Nazy Vassegh portrait, Two Temple Place, 2019, Courtesy Eye of the Collector, Photo Alex Board
We caught up with Nazy Vassegh founder of Eye of the Collector, the next-generation alternative to the traditional art fair launching in central London.
Does London/the world need another art fair?
That’s an important and relevant question. I think it’s important to ask whether collectors’ evolving needs are being satisfied with the current art fairs on offer? Are fairs adapting to the changing times, are they creative enough for an industry that is all about innovation and creative expression? Are they edited and filtered enough to make the experience pleasurable for visitors? Are they enjoyable and value for money for exhibitors? My feeling is that there is an opportunity within the art fair arena for a smaller, more creatively driven fair that is a pleasure for visitors to attend, one that delights and excites in equal measure. This is what Eye of the Collector sets out to achieve.

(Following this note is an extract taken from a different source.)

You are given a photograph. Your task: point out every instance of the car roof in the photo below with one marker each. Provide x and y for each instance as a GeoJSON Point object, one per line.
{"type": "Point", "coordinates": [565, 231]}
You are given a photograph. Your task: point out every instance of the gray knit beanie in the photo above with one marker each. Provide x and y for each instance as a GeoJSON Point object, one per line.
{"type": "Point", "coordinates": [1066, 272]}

Two Temple Place interior courtesy Eye of the Collector Phot: Alex Board
You have chosen a great venue for the fair can you tell us a bit more about the venue
We looked for a long time for a venue that both had the ‘wow factor’ and that would also work in practical terms. When I walked through the grand doors of Two Temple Place I knew that I had found my venue. The building is not that well known yet is incredibly centrally located. It was commissioned in 1892 by William Waldorf Astor, then the richest man in the world, to be his estate office and private apartment. Astor, originally from New York, was an art lover, collector and philanthropist. The building’s carefully handcrafted decorative scheme was commissioned from the finest sculptors of the day and was an expression of Astor’s cultural beliefs and personal aspirations. As a launch venue for Eye of the Collector we couldn’t have found better.
Two Temple Place interior courtesy Eye of the Collector and Alex Board Photography
Will the fair just be a mini – Masterpiece?
No. The fair will share with Masterpiece, and indeed TEFAF, an interest in great art from all ages and a love of cross collecting. However, Eye of the Collector is an evolvement from traditional fairs, uniquely free of booths and taking place in an important historical building rather than a white tent. Intimate in scale, more like entering a collector’s home, works will be hung throughout the principle rooms of the mansion in a journey of artistic discovery.
Can you tell us something about some of the exhibitors?
We have deliberately been selective but broad in our choice of exhibitors. Art from across the ages will be on show from the very best galleries in their specific field, from antiquity through to contemporary.
Your dates are similar to Photo London and Draw Art Fair will there be some collaboration?
We deliberately chose our dates as we believe there is a growing art calendar moment in London in May. We are in close contact with both, Photo London especially as Somerset House is less than a 5-minute walk from our venue, and hope that we will all collaborate in due course.
Who would be your ideal visitor to Eye of the Collector?
We are looking for collectors that are interested in creative exploration and artistic discovery. The price range will be broad so we are encouraging new and established collectors at all levels to visit.
Finally, have you any strategy in place to minimise the carbon footprint of Eye of the Collector?
The fact that we are using an existing building that’s been used over the last 100 years rather than a temporary structure has very positive implications for our carbon footprint. We are also working to maximise our digital activities and facilities and by being near Somerset House, visitors can walk between two fairs in central London.